Achieving financial freedom is possible—and it doesn’t have to take forever. A solid budgeting strategy can set you on the right path, and one of the simplest yet most effective methods is the 50/30/20 rule. This structured approach helps you navigate your finances with ease, making financial stability more attainable in less time.
Meet the Okes—a typical Saskatoon family of four. Dave works at a local tech company, while Sarah manages a small bakery downtown. The couple have two kids, Emma and Liam, who are always begging for the latest toys or gadgets. Life is busy, and money seems to slip through their fingers faster than they can earn it.
Sound familiar?
Yes!
One evening, after another month of feeling like they were just treading water financially, Dave and Sarah decided enough was enough. They needed a plan—a simple, foolproof way to manage their money without feeling overwhelmed. It was going to be a tough decision, but the family’s financial future depended on it, hence it was worth going for. That’s when they discovered the 50/30/20 Rule, the budgeting hack that changed their financial lives.
What is the 50/30/20 Rule?
The 50/30/20 Rule is a straightforward way to divide your after-tax income into three categories: 50% for Needs (essential expenses like rent, groceries, utilities, and transportation, 30% for Wants (fun stuff like dining out, hobbies, and entertainment), and 20% for Savings and Debt Repayment (building your emergency fund, saving for retirement, or paying off loans). It’s not about cutting out all the fun or pinching every penny—it’s about balance. And for the Okes, it was exactly what they needed.
The Okes’ Meritorious Example
First, the couple sat down and calculated their monthly after-tax income. Let’s say it’s $6,000. Here’s how they broke it down:
50% for Needs ($3,000):
– Mortgage: $1,500
– Groceries: $800
– Utilities: $300
– Car payments and gas: $400
This left them with $3,000 for everything else.
30% for Wants ($1,800):
– Family outings (like trips to the Saskatoon Forestry Farm or dinner at Hearth): $500
– Sarah’s monthly yoga classes: $100
– Dave’s video game habit: $100
– Miscellaneous fun: $1,100
Yes, they still got to enjoy life—just within a set limit.
20% for Savings and Debt ($1,200):
– Emergency fund: $500
– RRSP contributions: $400
– Paying off their credit card: $300
This was the game-changer. For the first time, they were consistently saving and chipping away at debt.
A Game-changer for Saskatoon Families
The 50/30/20 Rule is perfect for families like the Okes because it’s flexible and realistic. Saskatoon’s cost of living is manageable compared to bigger cities like Ontario, Vancouver, and Calgary, still, it’s easy to overspend if you’re not careful. This rule helps you prioritize what matters most while still leaving room for the little joys like grabbing a coffee from City Perks or taking the kids to the Nutrien Playland at Kinsmen Park.
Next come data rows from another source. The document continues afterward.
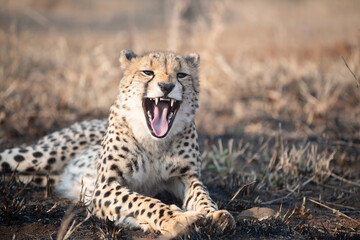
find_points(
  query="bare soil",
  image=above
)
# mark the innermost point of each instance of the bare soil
(279, 116)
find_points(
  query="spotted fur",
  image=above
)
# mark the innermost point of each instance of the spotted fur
(119, 165)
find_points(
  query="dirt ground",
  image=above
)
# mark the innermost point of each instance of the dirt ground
(279, 120)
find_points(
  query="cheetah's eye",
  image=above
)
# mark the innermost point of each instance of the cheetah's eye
(181, 75)
(148, 73)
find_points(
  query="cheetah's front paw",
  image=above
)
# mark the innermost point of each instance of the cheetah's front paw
(221, 220)
(179, 224)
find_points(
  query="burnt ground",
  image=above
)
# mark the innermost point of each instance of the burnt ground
(27, 212)
(279, 115)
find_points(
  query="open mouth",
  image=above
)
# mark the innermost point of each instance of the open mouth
(160, 114)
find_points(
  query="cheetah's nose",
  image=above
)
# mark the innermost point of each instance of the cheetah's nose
(166, 88)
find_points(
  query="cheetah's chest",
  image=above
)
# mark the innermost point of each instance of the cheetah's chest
(150, 178)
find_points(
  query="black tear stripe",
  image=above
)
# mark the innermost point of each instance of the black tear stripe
(146, 86)
(182, 85)
(165, 63)
(193, 84)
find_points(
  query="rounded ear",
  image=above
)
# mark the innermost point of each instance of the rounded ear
(125, 58)
(193, 59)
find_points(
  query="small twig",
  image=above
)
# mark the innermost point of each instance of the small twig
(240, 189)
(335, 211)
(344, 180)
(291, 192)
(52, 208)
(356, 78)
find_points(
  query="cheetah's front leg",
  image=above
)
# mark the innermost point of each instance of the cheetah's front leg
(197, 198)
(125, 207)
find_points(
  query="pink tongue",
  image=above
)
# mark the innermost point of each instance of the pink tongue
(159, 123)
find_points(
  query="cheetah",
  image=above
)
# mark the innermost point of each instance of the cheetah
(147, 145)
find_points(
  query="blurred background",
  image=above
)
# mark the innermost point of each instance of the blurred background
(263, 63)
(279, 114)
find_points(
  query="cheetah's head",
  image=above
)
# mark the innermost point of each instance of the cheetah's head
(164, 86)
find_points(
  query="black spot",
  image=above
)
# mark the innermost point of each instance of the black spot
(117, 210)
(51, 181)
(161, 213)
(6, 167)
(125, 198)
(125, 149)
(111, 179)
(51, 160)
(184, 169)
(107, 194)
(38, 180)
(19, 158)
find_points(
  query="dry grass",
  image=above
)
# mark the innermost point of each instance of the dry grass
(272, 79)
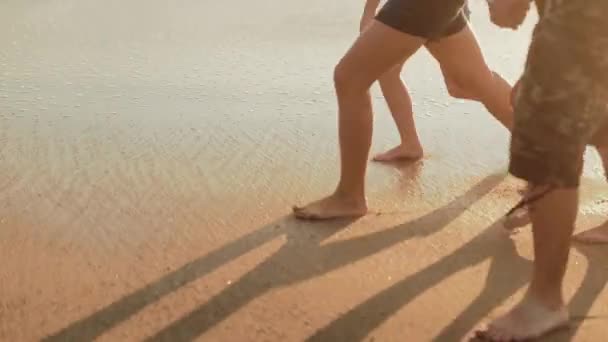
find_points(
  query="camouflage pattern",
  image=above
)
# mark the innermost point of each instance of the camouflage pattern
(562, 102)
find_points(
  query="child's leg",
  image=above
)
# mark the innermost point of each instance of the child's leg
(400, 104)
(462, 60)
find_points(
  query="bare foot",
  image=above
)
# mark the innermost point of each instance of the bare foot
(332, 207)
(527, 321)
(597, 235)
(401, 152)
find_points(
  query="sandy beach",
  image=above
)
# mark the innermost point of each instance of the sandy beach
(151, 152)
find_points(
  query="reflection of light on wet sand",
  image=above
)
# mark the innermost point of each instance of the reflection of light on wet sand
(150, 154)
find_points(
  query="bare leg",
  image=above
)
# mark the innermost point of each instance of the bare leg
(542, 310)
(400, 104)
(376, 50)
(597, 235)
(468, 76)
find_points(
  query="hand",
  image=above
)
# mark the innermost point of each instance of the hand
(508, 13)
(366, 20)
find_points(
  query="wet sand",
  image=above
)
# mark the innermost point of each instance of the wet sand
(151, 151)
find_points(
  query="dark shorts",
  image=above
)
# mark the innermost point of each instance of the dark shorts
(430, 19)
(562, 105)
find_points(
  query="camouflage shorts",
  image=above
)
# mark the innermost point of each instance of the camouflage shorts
(562, 103)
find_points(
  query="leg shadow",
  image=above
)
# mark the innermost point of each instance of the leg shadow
(303, 258)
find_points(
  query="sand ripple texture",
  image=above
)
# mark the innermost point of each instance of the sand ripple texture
(150, 152)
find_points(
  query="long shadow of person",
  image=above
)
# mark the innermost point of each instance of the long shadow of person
(301, 258)
(507, 274)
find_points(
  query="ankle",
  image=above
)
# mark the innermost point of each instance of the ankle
(549, 299)
(347, 195)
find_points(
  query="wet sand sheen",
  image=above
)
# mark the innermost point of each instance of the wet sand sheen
(148, 168)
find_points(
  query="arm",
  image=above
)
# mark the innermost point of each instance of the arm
(508, 13)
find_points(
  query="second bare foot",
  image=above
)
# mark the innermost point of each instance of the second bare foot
(527, 321)
(332, 207)
(401, 152)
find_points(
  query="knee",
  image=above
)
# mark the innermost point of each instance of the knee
(346, 81)
(465, 89)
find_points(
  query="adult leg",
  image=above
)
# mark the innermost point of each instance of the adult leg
(552, 128)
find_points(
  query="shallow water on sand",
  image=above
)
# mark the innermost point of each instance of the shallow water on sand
(151, 151)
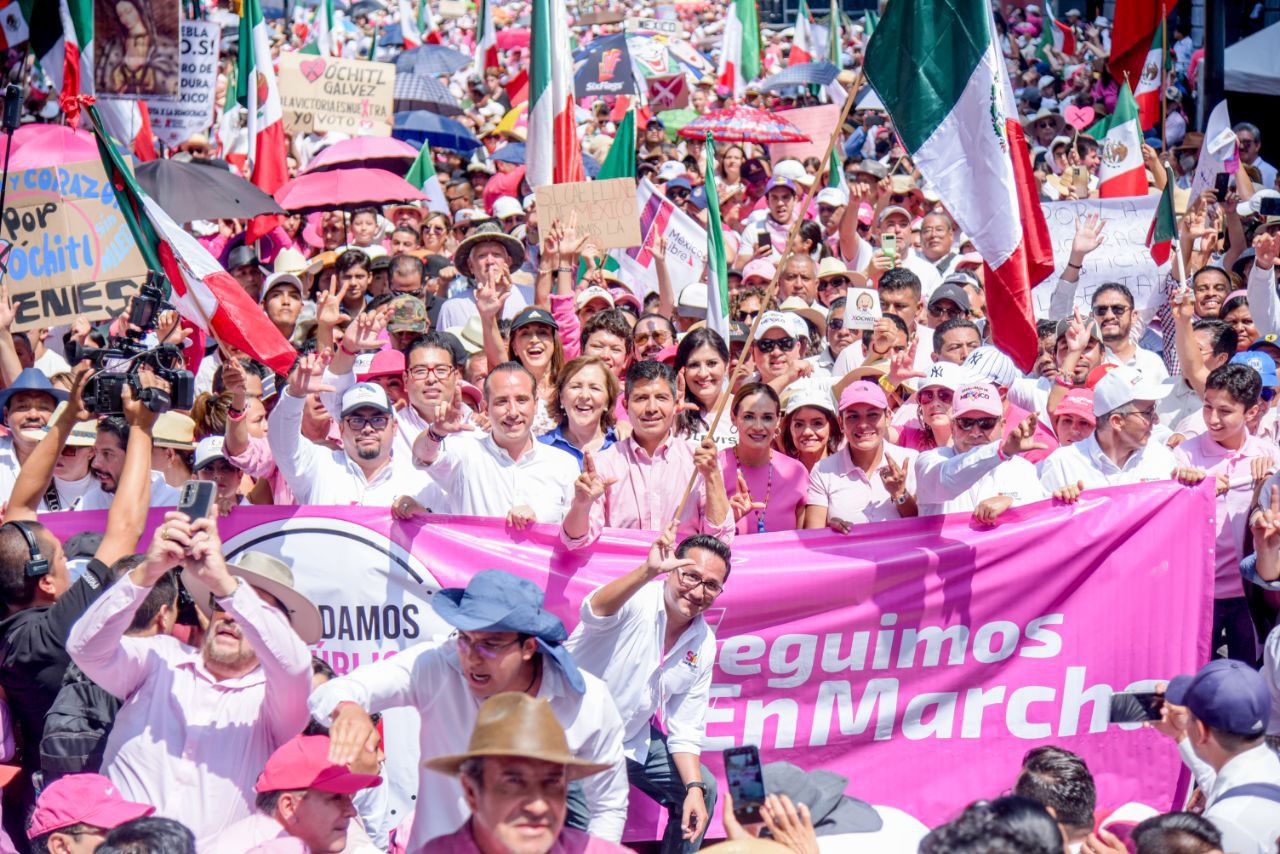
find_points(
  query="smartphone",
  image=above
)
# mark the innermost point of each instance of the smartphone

Tips to Get Going and Never Turn Back
1. Track Your Spending: Use apps like Mint or YNAB to see where your money is going.
2. Adjust as Needed: If your “needs” exceed 50%, trim your “wants” or find ways to cut costs.
3. Automate Savings: Set up automatic transfers to your savings account so you don’t even have to think about it.
See You and Your Family in Six Months
Fast forward six months, and you should be thriving. You would have built a solid emergency fund, paid off a chunk of your credit card debt, and still be enjoying your favorite Saskatoon activities. Possibly you’ve even started saving for a family vacation to Banff.Â
The 50/30/20 Rule isn’t just a budgeting hack—it’s a lifestyle shift. It’s about taking control of your money so you can live the life you want, right here in Saskatoon.